Vous avez un autocollant «publicité non merci» sur votre boîte aux lettres? Alors peut-être avez-vous récemment reçu un mystérieux courrier envoyé par La Poste. Cette dernière invite dans sa missive les destinataires à retirer ce fameux sticker pour bénéficier «de nombreux avantages» sous forme de «bons aux échantillons de produits» ou «d’invitations à des événements passionnants». En clair: une publicité, qui cible spécifiquement celles et ceux qui ne souhaitent pas en recevoir.
Cette action étonnante est désormais dans le viseur de la Fédération romande des consommateurs (FRC), annonce-t-elle en primeur à Blick. La puissante organisation vient de déposer une plainte contre le géant jaune auprès de la Commission suisse pour la loyauté, un organisme d'autocontrôle de la publicité, après avoir reçu une dizaine de réclamations venues de toute la Suisse romande.
Publicité «agressive» et «déloyale»
Ce qui poserait problème? «La constitution de fichiers ciblant les destinataires refusant la publicité pour les inciter à changer d'avis interroge sous l’angle de la loi sur la protection des données», estime Jean Tschopp, responsable du service juridique de l’association.
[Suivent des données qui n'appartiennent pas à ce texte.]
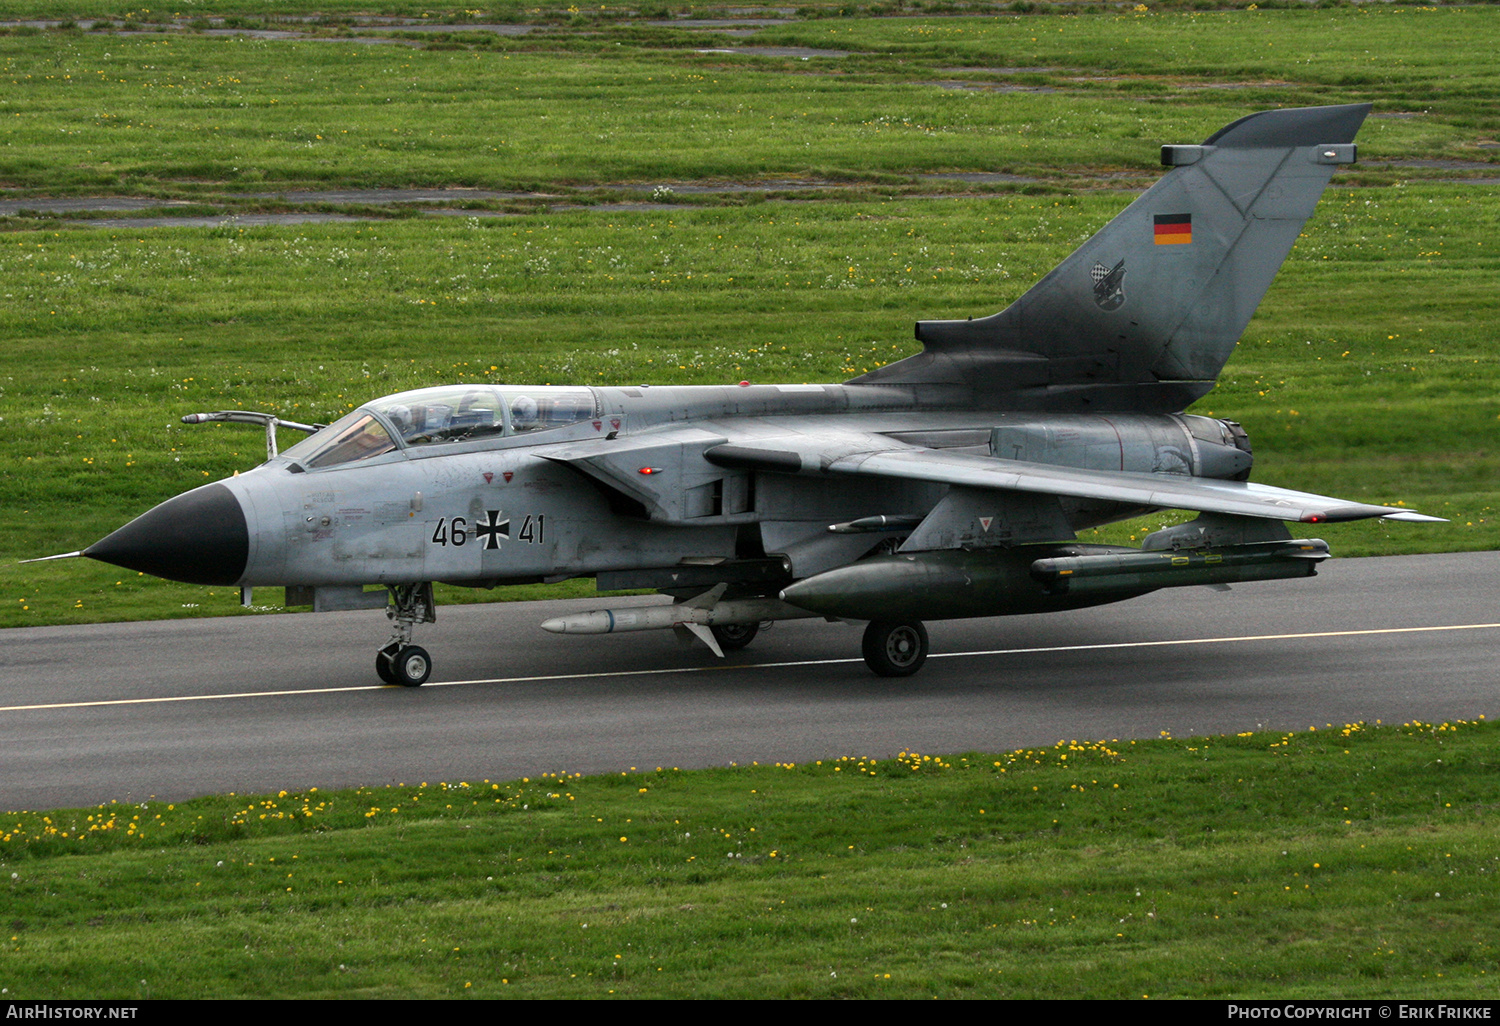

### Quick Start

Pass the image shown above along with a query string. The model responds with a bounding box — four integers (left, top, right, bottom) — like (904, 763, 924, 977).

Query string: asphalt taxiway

(1, 551, 1496, 811)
Celui qui est par ailleurs député socialiste au Grand Conseil vaudois cite aussi la loi contre la concurrence déloyale: «On peut y voir une forme de publicité agressive, mais surtout déloyale, puisque La Poste bénéficie des adresses de tout le monde, au contraire des autres entreprises de ce pays.»
À lire aussi
Sur le fond, «l’opposition à la publicité exprimée sans détour par les consommatrices et les consommateurs doit être respectée, tonne le juriste. L’envoi de courrier adressé ne doit pas devenir le moyen de s’y soustraire.» Objectif: «Nous voulons faire cesser cette pratique.»
Il tance aussi La Poste en sa qualité d'entreprise publique. «On est en droit d’attendre de sa part un peu plus de considération pour les choix des gens qui évoluent dans un environnement rempli d’injonctions publicitaires et qui cherchent à en protéger leur boîte aux lettres, un espace de vie privée, vitupère-t-il. Le succès rencontré par l’autocollant 'Non merci, pas de publicité!' de la FRC montre d'ailleurs à quel point les consommatrices et les consommateurs y sont sensibles. Rien que depuis le début de l'année, la FRC a reçu entre 200 et 250 commandes.»
La Poste défend ses pratiques
Contactée et confrontée ce mercredi, La Poste nous assure ne pas avoir connaissance d'une plainte. Elle ne la commentera pas. «Si la Commission suisse pour la loyauté nous contacte, nous examinerons bien entendu avec beaucoup d’attention les contenus d’une éventuelle plainte et prendrons position directement vis-à-vis de la Commission», écrit dans un e-mail la porte-parole Nathalie Dérobert.
Plus globalement, elle affirme que le géant jaune respecte la volonté des personnes qui ne souhaitent pas recevoir d’envois publicitaires non adressés. «Si quelqu’un a apposé un autocollant 'Non merci — pas de publicité' sur sa boîte aux lettres, les factrices et facteurs ne déposeront pas de publicité non adressée dans cette boîte aux lettres, soutient la communicante. En ce qui concerne le courrier mentionné, il s’agit d’un envoi adressé. La publicité adressée est distribuée même si un autocollant est apposé sur la boîte aux lettres.»
Une exception impossible à contourner? Rassurez-vous. «Les personnes qui ne souhaitent pas recevoir de publicité adressée peuvent s’inscrire sur la 'liste Robinson' tenue par l’Association suisse de marketing direct (SDV), glisse encore Nathalie Dérobert. Les personnes inscrites n'en recevront plus.»
À noter enfin que près de la moitié du volume des envois traités par la Poste sont des envois non adressés, en grande majorité des publicités. La raison? «Ils contribuent à financer le service universel et à garantir des emplois (facteurs courrier): environ 500 postes à plein temps à La Poste dépendent des envois publicitaires, ajoute la porte-parole. Les envois publicitaires contribuent aussi à l’offre d’emplois dans les PME suisses et leur permettent d’atteindre directement les ménages.»